Em comparação com os municípios do interior da Bahia, 14,5% dos adolescentes também relataram episódios de embriaguez nas quatro semanas que antecederam a pesquisa, com quatro ou mais doses em uma única ocasião.
Embora os dados mostrem uma leve queda na experiência de consumo entre 2019 e 2024, de 60,6% para 51,6% em Salvador, essa redução não ameniza a gravidade da situação. A cidade passou da 8ª para a 4ª posição nesse critério, mas continua muito acima da média nacional.
A socióloga Mariana Thibes, do Cisa, destaca em relato ao jornal d’A TARDE que existe uma naturalização cultural do consumo de álcool entre menores, frequentemente glorificado em festas, rituais familiares e na publicidade. “O álcool é uma droga lícita e socialmente aceita, o que contribui para a subestimação de seus riscos”, alerta Thibes.

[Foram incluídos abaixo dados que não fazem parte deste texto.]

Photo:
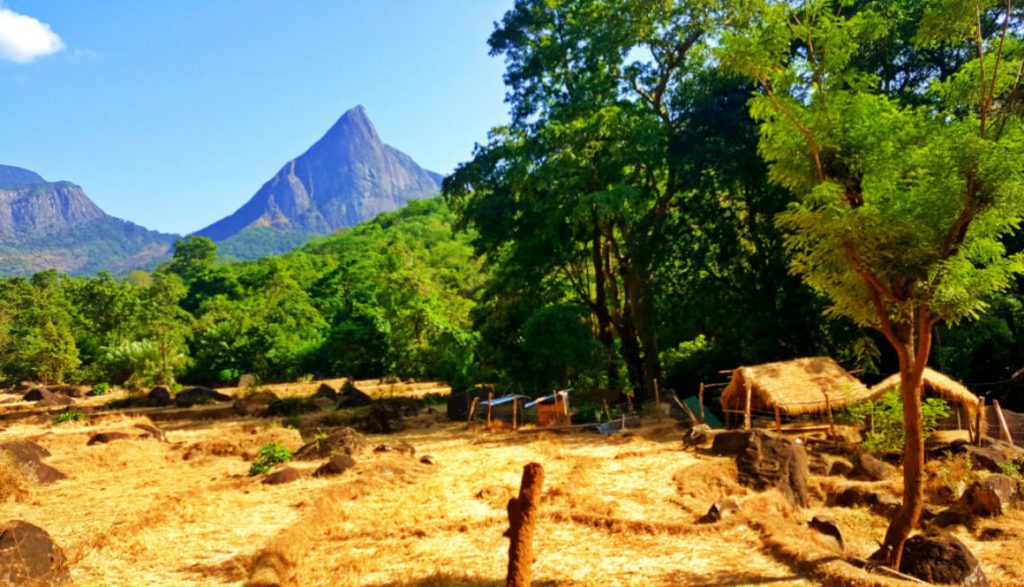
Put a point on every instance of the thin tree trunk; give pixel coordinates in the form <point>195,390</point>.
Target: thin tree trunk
<point>913,359</point>
<point>601,312</point>
<point>522,520</point>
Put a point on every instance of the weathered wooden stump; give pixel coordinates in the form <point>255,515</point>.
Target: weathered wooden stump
<point>523,511</point>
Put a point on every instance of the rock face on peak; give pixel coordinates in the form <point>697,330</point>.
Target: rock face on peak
<point>55,225</point>
<point>347,176</point>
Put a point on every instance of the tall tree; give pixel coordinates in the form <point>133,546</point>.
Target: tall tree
<point>901,208</point>
<point>581,184</point>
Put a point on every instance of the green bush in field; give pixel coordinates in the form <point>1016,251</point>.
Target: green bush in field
<point>269,455</point>
<point>887,432</point>
<point>68,416</point>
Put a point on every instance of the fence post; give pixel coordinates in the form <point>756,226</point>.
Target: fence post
<point>522,519</point>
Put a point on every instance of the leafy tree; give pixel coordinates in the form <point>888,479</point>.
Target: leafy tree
<point>193,255</point>
<point>887,433</point>
<point>52,353</point>
<point>165,324</point>
<point>901,208</point>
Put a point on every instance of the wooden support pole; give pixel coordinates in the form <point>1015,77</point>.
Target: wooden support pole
<point>1004,428</point>
<point>747,410</point>
<point>832,423</point>
<point>491,401</point>
<point>979,422</point>
<point>515,413</point>
<point>523,513</point>
<point>700,403</point>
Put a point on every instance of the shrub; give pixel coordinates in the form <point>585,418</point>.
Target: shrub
<point>1012,470</point>
<point>269,455</point>
<point>68,416</point>
<point>956,473</point>
<point>886,414</point>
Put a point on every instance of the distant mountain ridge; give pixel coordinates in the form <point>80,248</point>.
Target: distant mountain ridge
<point>347,176</point>
<point>53,224</point>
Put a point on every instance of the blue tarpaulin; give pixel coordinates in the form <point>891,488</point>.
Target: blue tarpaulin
<point>549,397</point>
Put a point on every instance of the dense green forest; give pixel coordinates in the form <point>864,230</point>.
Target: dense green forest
<point>650,212</point>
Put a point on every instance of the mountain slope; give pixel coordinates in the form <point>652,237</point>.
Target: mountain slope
<point>346,177</point>
<point>55,225</point>
<point>14,177</point>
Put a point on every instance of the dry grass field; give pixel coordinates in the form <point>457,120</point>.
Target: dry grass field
<point>616,510</point>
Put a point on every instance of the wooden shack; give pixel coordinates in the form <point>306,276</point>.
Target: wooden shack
<point>815,385</point>
<point>966,405</point>
<point>552,410</point>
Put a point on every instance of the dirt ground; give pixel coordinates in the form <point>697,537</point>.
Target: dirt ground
<point>616,510</point>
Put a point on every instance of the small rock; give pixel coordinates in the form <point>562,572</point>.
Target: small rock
<point>69,390</point>
<point>770,460</point>
<point>853,496</point>
<point>199,394</point>
<point>254,404</point>
<point>28,456</point>
<point>714,514</point>
<point>352,397</point>
<point>828,528</point>
<point>954,516</point>
<point>335,466</point>
<point>730,443</point>
<point>327,391</point>
<point>153,432</point>
<point>160,395</point>
<point>104,437</point>
<point>285,475</point>
<point>720,509</point>
<point>340,441</point>
<point>248,380</point>
<point>840,467</point>
<point>941,558</point>
<point>990,496</point>
<point>400,448</point>
<point>696,435</point>
<point>29,556</point>
<point>995,533</point>
<point>873,468</point>
<point>37,394</point>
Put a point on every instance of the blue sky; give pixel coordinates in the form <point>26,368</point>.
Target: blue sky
<point>171,114</point>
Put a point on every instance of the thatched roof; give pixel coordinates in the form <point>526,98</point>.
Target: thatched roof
<point>797,386</point>
<point>935,382</point>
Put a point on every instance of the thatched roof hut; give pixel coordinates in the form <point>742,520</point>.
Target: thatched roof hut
<point>937,385</point>
<point>795,387</point>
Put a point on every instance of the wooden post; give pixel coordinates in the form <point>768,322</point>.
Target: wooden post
<point>523,512</point>
<point>1004,428</point>
<point>515,413</point>
<point>832,423</point>
<point>491,400</point>
<point>700,403</point>
<point>747,410</point>
<point>979,422</point>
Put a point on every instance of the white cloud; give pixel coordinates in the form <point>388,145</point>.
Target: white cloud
<point>24,38</point>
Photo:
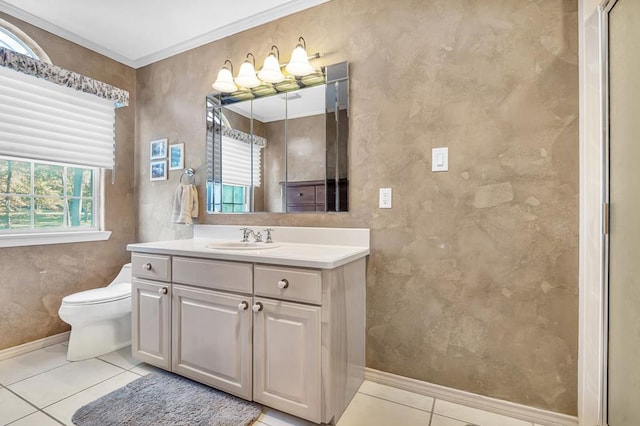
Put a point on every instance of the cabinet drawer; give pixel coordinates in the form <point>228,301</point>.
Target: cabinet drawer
<point>215,274</point>
<point>302,285</point>
<point>301,195</point>
<point>153,266</point>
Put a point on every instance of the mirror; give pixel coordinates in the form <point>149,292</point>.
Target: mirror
<point>280,148</point>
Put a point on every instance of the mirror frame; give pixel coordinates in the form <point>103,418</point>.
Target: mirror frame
<point>332,193</point>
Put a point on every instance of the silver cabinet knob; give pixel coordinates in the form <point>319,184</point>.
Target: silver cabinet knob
<point>283,283</point>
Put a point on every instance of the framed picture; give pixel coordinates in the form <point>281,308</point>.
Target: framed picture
<point>176,156</point>
<point>158,149</point>
<point>158,170</point>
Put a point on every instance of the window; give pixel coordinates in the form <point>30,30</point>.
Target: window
<point>10,41</point>
<point>39,195</point>
<point>233,198</point>
<point>44,129</point>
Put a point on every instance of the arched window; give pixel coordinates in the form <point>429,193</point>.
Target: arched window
<point>44,202</point>
<point>13,38</point>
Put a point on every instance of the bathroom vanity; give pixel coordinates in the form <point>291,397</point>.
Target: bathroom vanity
<point>280,324</point>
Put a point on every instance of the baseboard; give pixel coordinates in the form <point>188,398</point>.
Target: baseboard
<point>498,406</point>
<point>34,346</point>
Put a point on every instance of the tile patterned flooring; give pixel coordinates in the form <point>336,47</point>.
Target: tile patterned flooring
<point>42,388</point>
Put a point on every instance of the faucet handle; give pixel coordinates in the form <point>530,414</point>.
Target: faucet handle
<point>268,231</point>
<point>245,234</point>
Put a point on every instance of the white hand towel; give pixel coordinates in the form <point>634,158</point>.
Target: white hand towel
<point>185,204</point>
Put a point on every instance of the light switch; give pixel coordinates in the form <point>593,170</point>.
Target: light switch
<point>385,198</point>
<point>440,159</point>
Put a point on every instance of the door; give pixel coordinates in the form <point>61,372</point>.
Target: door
<point>151,322</point>
<point>286,360</point>
<point>624,199</point>
<point>212,338</point>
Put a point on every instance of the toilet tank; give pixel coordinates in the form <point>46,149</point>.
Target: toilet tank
<point>124,276</point>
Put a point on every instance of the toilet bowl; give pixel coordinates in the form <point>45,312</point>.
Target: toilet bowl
<point>100,318</point>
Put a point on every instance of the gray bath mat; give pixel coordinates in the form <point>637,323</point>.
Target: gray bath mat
<point>163,398</point>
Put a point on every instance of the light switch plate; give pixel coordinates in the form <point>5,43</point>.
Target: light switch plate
<point>440,159</point>
<point>385,198</point>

O consumo abusivo entre adolescentes pode prejudicar o desenvolvimento cerebral, que se completa por volta dos 23 anos, comprometendo memória, aprendizado e saúde mental. Além disso, há um aumento nos riscos de cirrose, hepatite e morte precoce, conforme ressaltam especialistas do Cetad/Ufba.
Diante desses indicadores alarmantes, é fundamental que a sociedade reavalie sua relação com o consumo de bebidas alcoólicas, que frequentemente é visto como normal durante a puberdade.